Here, lxy = sum (Xi-X ") * (Yi-y") | (I = 1, 2,..., n ),
The text description is the sum of the {XI and X "(average value of xi)} product {Yi and Y" (average value of Yi)} of all sample points.
LXX = sum (Xi-X ") ^ 2)
The text description is used to calculate the sum of squares of the {XI and X "(average of xi) Differences} of all sample points.
Here is an indicator describing the quality of this linear regression equation, R ^ 2. So-called correlation coefficient. The closer this value is to 1, the better. It means that all these points are near this straight line. When the value is 1, it is a complete straight line. The probability is 100%.
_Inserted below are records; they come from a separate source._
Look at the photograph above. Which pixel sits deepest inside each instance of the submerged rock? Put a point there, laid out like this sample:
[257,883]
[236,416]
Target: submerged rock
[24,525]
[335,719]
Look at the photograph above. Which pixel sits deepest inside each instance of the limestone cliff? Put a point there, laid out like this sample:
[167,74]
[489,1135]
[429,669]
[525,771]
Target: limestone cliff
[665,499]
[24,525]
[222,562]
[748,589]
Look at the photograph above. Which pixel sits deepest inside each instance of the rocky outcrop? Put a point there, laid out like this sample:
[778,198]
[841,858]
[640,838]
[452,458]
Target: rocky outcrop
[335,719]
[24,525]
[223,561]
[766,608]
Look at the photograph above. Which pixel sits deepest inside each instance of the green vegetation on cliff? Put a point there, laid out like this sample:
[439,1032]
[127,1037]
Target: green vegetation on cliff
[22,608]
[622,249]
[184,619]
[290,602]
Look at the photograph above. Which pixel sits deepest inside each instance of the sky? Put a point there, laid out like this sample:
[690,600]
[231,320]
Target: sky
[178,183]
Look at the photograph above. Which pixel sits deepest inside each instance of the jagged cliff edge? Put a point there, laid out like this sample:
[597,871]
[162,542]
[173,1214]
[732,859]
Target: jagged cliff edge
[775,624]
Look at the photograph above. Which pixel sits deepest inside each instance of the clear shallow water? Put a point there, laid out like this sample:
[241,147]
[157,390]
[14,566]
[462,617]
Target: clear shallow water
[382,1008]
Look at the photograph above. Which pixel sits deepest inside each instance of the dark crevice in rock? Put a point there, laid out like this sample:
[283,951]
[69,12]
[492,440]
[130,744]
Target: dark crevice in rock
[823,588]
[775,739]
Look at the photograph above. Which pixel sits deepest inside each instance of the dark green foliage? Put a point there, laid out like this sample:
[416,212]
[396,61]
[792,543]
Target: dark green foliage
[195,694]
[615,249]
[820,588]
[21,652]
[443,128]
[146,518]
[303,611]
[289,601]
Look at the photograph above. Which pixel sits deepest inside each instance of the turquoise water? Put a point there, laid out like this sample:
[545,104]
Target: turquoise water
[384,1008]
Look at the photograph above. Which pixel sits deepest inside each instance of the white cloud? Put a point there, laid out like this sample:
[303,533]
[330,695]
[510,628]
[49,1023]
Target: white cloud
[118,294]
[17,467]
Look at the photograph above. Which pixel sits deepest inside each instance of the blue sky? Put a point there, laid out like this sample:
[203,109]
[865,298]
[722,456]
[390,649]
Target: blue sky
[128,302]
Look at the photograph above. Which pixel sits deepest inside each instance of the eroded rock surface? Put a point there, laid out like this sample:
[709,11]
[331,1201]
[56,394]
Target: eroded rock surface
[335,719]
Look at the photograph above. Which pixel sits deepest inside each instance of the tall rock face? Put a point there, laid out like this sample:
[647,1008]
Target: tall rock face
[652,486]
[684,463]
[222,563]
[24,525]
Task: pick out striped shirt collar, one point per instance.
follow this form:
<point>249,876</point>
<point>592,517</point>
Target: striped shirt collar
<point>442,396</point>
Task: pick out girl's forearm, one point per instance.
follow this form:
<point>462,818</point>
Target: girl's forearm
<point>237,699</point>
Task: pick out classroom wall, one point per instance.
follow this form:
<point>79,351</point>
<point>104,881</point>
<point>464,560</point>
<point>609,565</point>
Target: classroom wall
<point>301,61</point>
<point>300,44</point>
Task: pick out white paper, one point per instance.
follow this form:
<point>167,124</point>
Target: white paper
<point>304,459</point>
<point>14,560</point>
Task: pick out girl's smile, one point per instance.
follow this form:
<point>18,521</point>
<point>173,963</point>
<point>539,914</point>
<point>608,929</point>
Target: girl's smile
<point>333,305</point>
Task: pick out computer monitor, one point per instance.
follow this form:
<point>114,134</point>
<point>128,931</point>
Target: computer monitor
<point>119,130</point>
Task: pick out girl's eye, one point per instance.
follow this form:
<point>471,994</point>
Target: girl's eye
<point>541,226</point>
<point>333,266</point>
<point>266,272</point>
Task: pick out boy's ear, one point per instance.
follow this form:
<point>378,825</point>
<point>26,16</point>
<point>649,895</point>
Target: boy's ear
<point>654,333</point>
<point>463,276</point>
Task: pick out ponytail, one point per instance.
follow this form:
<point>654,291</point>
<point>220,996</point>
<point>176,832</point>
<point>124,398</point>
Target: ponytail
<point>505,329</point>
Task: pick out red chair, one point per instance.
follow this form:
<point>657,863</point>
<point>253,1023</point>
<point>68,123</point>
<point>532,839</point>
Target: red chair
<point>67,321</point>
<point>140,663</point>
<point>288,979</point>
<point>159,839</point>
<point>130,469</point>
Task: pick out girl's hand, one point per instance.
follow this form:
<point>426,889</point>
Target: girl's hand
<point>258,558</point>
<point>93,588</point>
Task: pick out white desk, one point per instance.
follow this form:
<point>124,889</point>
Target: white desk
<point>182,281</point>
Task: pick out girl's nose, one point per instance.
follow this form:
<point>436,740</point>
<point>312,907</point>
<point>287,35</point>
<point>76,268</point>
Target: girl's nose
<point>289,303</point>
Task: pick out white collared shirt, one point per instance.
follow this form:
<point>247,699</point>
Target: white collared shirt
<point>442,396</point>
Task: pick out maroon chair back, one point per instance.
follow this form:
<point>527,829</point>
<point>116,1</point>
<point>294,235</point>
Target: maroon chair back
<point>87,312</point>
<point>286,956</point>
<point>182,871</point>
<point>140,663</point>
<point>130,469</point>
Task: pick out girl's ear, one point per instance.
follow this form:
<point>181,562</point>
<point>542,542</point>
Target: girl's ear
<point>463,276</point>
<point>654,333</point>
In Excel, B is obtained using the formula sum (Xi-X ") * (Yi-y")/sum (Xi-X ") ^ 2.
A = y "+ bx ".
// Y = ax + B; n is the sample point space .....
// B = L-XY/L-xx
// A = SumAll (y)/n + B * SumAll (X)/N;
Dconcent [0] = 5.0;
Dconcent [1] = 10.0;
Dconcent [2] = 20.0;
Dconcent [3] = 40.0;
Damps: [0] = 3.73;
Damps [1] = 10.708;
Damps [2] = 10.468;
Damps [3] = 19.101;
// Get the sum x & sum x * x
// X is concent .....
Double dsumconcent = 0.0;
Double dsumconcentsquart = 0.0;
For (INT I = 0; I <4; I ++)
{
Dsumconcent + = dconcent [I];
Dsumconcentsquart + = POW (dconcent [I], 2 );
} // _
// Get the sum Y & sum y * y
// Y is the APMs ........
Double dsumamps = 0.0;
Double dsumamps squart = 0.0;
Double dsumdoublec = 0.0;
For (INT I = 0; I <4; I ++)
{
Dsumamps + = damps [I];
Dsumampssquart + = POW (damps [I], 2 );
// Sum x * y
Dsumdoublec + = dconcent [I] * damps [I];
} // _
Double daverageamps = dsumamps/4.0;
Double daverageconcent = dsumconcent/4.0;
Double dvarbup = 0.0;
Double dvarbdown = 0.0;
Double dvarb = 0.0;
For (INT I = 0; I <4; I ++)
{
Dvarbup + = (dconcent [I]-daverageconcent) * (damps [I]-daverageamps ));
Dvarbdown + = POW (dconcent [I]-daverageconcent), 2 );
} // _
Dvarb = dvarbup/dvarbdown;
Double dvara = daverageamps-dvarb * daverageconcent;
Double drelpow2 = POW (dvarbup, 2 );
Double dxxpow2 = 0.0;
Double dyypow2 = 0.0;
For (INT I = 0; I <4; I ++)
{
Dxxpow2 + = POW (dconcent [I]-daverageconcent), 2 );
Dyypow2 + = POW (damps [I]-daverageamps), 2 );
} // _
Dxxpow2 * = dyypow2;
Drelpow2/= dxxpow2;
A = dvara;
B = dvarb;
R = drelpow2;
The above program in the XP-sp3 + vs2005 C ++ through and Excel results are the same.
Bty: when displayed, you can convert it to a string by using a floating point number ()
Convert to the number of digits after the decimal point, but the original value is used for exact calculation.
In addition, five sample points were used during the experiment, and a four sample points were found. I wanted to use the code for five sample points, and directly write the last X and Y as X = 0.0, y = 0.0. In terms of mathematics, the results are not affected, but the results are actually affected .. If you are interested, take a look.